For a black person, Pieterson was rather light-skinned. Taking advantage of this, his parents had changed his last name from Pitso to Pieterson, so he could pass as a ‘coloured person, who were marginally better treated than blacks under South Africa’s racist apartheid system. One of the most iconic images of the Soweto Uprising, which shook apartheid to its core, is a photo of a limp Pieterson being carried by a slightly older fellow-student, with Pieterson’s sister running beside her dying brother.
Soweto is home to about a million or more people, nearly all black. While most inhabitants live in slum-like dilapidated one-room shacks, some homes are pretty decent, a testament to the improvement in living standards for the black majority of this country. Soweto is the soul of black South Africa. Nelson Mandela has a home here, as does Bishop Desmond Tutu.
Under apartheid, the nearly 80 percent black population was disenfranchised and forced to live as second, or more correctly, third class citizens in their own country. The marginally better, second-class status was granted to the people of mixed race, the so-called coloureds, who constituted about 10 percent. Ruling over them with an iron fist were the ‘whites’, ten percent of the population, who enjoyed first class citizenship status as their birth right!
Through a vast collection of photos, personal artefacts, notices and reports (both published and unpublished), the heart-rending story and infamy of apartheid is told in a fine, new museum in Cape Town, called the Apartheid Museum. The very graphic and visual presentation starts even before one enters the museum. Every entry ticket is marked ‘white’ or ‘non-white’ at the back and the entrance is divided into two lanes, designated ‘whites only’ or ‘non-whites only’.
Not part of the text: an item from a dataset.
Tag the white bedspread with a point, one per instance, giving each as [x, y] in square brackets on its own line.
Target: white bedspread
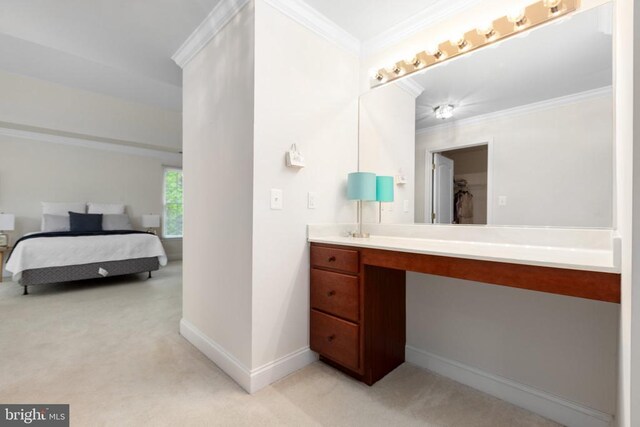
[63, 251]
That was apartheid. By law it required entrances, parks, schools, restaurants, beaches, bus stops, every public place, to be designated and segregated as ‘whites only’ and ‘non-whites only’, while effectively classifying all citizens as first, second or third class by the colour of their skin.
Well, why only South Africa? December 1, 1955, is a landmark day in the American civil rights struggle. On that day, in Montgomery, Alabama, a black American woman, Rosa Parks, went to jail for refusing to obey the bus driver’s order that she give up her seat to a white passenger. In British India and colonial China, signs on some facilities barred entry to ‘Indians/Chinese and dogs’. In Australia, until 1967, aboriginals were not granted citizenship on the land where they had lived for 60,000 years.
When South Africa became a ‘normal’ state under Nelson Mandela in 1994, he chose neither to shame nor punish the whites but gave all South Africans equal status in a very liberal and inclusive constitution. South Africa, he said, was a rainbow nation, with its different colours giving it richness and beauty.
My next destination was Cape Town, South Africa’s most beautiful city and one of the most charming in the world, which is also the point of departure for that infamous landmark in South African history, Robben Island. Mr Mandela was imprisoned here for 27 years, for 18 of which he was forced to perform hard labour, breaking rocks in the lime quarry.
But before flying to Cape Town, a day trip to the capital city was in order. Pretoria is only about an hour’s drive away from Joburg on an excellent highway. It looks very ‘European’ in architecture and historical preservation, full of parks, museums and monuments.